Coupe du Roi: une finale inédite 100% basque, mais sans public

L’attaquant de la Real Sociedad, David Silva (d), lors du match de Liga contre l’Atlético de Madrid, à San Sebastian, le 22 décembre 2020
Par Patxi VRIGNON-ETXEZAHARRETA / © 2021 AFP

Deux équipes basques rivales dans une finale “historique”: samedi à Séville, la Real Sociedad et l’Athletic Bilbao s’affronteront pour la Coupe du Roi 2020 loin de leurs supporters, dans le triste silence du stade vide de la Cartuja.

La finale de l’édition 2019-2020 avait été repoussée d’un an (du 18 avril 2020 au 3 avril 2021) pour maximiser les chances d’avoir du public pour cette première finale 100% basque… mais 350 jours plus tard, la pandémie de Covid est toujours là.

Un bien étrange théâtre pour cette finale inédite entre deux équipes voisines mais rivales, qui ont ressurgi cette saison pour bousculer l’ordre établi et les trois géants actuels du football espagnol: le FC Barcelone, le Real Madrid et l’Atlético Madrid.

“L’attente valait le coup”, a titré vendredi en “une” Marca, le journal le plus vendu en Espagne, soulignant que “le derby qui valait un titre arrive enfin, 350 jours après” la date initialement prévue.

Un enthousiasme partagé par la presse catalane: “une finale historique”, se sont accordés les quotidiens Sport et Mundo Deportivo ce vendredi sur leurs premières pages respectives.

“La Coupe la plus convoitée”, a pour sa part affiché le journal sportif espagnol As, dans une “une” rayée de rouge et de bleu, les couleurs des deux clubs.

Aucun des deux finalistes n’a remporté la coupe nationale depuis plus de trente ans et la fin de l’époque glorieuse des clubs basques, à la fin des années 1980. Le dernier à avoir soulevé ce trophée a été la Real Sociedad, en 1987 (2-2 puis 4-2 aux t.a.b. contre l’Atlético Madrid en finale).

Bilbao transformé

Le club de Saint-Sébastien, justement, est la nouvelle coqueluche de la scène footballistique espagnole : avec son jeu léché, son entraîneur iconoclaste (Imanol Alguacil), sa séduisante politique de formation (Ander Barrenetxea, Mikel Oyarzabal) et ses intelligentes recrues (David Silva, Adnan Januzaj, Alexander Isak), la Real Sociedad a conquis le public depuis deux saisons.

Même s’ils sont cinquièmes de Liga (45 pts) après un début de saison canon, ils restent sur une grosse déconvenue, infligée par le Barça (6-1), le 21 mars.

“Après tant d’années (sans titre), une finale repoussée, et la pandémie au milieu de tout ça… C’est sûr, on veut rentrer dans l’histoire de ce club.
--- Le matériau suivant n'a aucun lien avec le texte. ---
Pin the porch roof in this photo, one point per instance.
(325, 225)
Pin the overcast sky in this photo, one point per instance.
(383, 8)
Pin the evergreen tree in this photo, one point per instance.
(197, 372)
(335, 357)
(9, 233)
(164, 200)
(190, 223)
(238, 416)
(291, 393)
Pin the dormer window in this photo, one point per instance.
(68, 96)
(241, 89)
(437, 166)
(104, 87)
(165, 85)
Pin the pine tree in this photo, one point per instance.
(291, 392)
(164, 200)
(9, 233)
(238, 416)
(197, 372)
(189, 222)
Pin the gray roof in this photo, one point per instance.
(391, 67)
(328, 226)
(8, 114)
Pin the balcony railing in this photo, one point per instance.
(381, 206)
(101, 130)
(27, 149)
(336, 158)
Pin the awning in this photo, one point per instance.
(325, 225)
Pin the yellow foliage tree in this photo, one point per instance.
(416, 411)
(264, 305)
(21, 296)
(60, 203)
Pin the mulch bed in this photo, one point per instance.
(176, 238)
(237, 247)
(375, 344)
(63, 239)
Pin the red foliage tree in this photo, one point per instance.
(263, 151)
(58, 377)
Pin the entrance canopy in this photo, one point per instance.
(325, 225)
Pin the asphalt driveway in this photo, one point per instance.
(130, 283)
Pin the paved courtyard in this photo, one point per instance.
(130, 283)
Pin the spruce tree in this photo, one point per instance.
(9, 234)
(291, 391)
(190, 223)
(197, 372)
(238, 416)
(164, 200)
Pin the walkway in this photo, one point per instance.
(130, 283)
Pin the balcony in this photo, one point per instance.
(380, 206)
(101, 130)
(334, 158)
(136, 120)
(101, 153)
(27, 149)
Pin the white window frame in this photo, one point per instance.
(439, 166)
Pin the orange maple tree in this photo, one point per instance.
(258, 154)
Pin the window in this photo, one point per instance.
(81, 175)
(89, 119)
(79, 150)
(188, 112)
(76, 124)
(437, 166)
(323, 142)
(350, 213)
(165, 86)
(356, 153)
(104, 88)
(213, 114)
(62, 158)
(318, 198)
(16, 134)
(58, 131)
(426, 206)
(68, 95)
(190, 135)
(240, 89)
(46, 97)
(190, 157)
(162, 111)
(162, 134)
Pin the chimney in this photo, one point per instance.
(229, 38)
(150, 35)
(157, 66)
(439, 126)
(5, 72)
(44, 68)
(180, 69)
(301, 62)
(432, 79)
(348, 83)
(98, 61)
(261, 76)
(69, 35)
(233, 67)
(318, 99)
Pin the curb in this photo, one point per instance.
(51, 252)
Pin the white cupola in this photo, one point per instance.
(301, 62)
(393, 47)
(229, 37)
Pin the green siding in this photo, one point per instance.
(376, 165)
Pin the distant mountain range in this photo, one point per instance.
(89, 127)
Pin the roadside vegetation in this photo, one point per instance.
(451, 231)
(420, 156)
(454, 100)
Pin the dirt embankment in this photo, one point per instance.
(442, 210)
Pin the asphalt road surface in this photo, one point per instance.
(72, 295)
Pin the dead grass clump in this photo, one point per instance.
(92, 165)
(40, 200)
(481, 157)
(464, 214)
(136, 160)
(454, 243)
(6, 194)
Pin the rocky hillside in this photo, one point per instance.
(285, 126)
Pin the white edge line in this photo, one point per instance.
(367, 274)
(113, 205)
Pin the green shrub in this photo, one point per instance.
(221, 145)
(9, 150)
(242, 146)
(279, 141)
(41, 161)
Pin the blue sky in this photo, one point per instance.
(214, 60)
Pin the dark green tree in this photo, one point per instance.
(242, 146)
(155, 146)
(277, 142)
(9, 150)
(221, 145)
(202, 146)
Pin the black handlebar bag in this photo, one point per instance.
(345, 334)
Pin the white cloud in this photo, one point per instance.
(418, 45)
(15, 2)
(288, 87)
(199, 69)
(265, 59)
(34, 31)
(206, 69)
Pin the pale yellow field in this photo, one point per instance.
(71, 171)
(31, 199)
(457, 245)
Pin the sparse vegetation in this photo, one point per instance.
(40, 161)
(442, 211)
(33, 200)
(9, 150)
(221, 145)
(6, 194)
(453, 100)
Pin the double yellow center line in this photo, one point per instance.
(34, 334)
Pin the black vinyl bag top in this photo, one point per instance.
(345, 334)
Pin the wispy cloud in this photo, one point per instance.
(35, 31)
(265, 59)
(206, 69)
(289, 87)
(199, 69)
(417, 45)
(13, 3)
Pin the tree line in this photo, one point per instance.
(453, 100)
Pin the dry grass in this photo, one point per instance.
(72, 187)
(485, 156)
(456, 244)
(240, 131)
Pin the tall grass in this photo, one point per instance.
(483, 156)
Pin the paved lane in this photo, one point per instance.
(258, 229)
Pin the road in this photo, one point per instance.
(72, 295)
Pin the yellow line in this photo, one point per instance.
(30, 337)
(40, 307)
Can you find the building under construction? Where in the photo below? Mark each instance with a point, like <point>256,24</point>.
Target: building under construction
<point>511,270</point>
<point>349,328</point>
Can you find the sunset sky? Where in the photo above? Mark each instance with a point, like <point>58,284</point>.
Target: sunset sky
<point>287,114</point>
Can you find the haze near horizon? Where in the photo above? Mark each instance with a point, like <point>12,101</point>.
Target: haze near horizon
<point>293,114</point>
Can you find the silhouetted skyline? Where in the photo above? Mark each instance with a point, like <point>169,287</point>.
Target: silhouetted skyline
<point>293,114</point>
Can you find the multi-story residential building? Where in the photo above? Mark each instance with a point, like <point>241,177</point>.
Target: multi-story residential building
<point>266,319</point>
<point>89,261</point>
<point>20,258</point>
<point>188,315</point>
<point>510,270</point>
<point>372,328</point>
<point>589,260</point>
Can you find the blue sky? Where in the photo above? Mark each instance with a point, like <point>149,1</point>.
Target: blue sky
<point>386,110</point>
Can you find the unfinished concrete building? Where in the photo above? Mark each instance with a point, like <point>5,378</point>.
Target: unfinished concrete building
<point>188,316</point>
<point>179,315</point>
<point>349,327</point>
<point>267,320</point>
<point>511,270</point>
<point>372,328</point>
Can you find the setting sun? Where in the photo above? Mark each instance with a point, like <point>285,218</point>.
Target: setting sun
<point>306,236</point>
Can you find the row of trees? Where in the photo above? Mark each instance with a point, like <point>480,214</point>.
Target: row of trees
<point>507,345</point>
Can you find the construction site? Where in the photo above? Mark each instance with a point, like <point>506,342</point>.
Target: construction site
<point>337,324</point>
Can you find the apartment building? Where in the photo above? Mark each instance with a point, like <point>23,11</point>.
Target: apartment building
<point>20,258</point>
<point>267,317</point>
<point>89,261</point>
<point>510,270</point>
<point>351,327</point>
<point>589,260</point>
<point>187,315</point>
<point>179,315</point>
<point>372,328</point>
Et l’heure est venue”, a harangué Imanol Alguacil en conférence de presse de veille de match, vendredi.

Mikel Oyarzabal et les internationaux espagnols de l’Athletic, Unai Simon et Iñigo Martinez, ont pu découvrir la pelouse de la Cartuja mercredi avec l’Espagne face au Kosovo (3-1), en qualifications pour le Mondial-2022 au Qatar.

L’Athletic Bilbao, en difficulté en championnat (9e, 35 pts), voit ses chances d’accrocher une place qualificative pour l’Europe s’éloigner peu à peu. Mais cette année, en Espagne, c’est l’équipe de coupes par excellence.

Le groupe a été transformé par l’arrivée de l’entraîneur Marcelino: depuis sa nomination début janvier, l’Athletic a écarté le FC Barcelone pour s’adjuger le titre en Supercoupe d’Espagne (3-2 a.p., le 17 janvier) et se prépare à jouer une deuxième finale de Coupe du roi le 17 avril, encore face au Barça, toujours à Séville.

“Il n’y a aucun doute, quand on entre ici, le premier souvenir qui nous vient en tête, c’est la joie de la Supercoupe d’Espagne”, a confié Marcelino vendredi soir en conférence de presse.

Les “Lions” n’ont ainsi concédé que deux défaites en 17 matches toutes compétitions confondues depuis fin janvier. De quoi remplir d’incertitudes cette affiche face à la Real Sociedad, à défaut de spectateurs.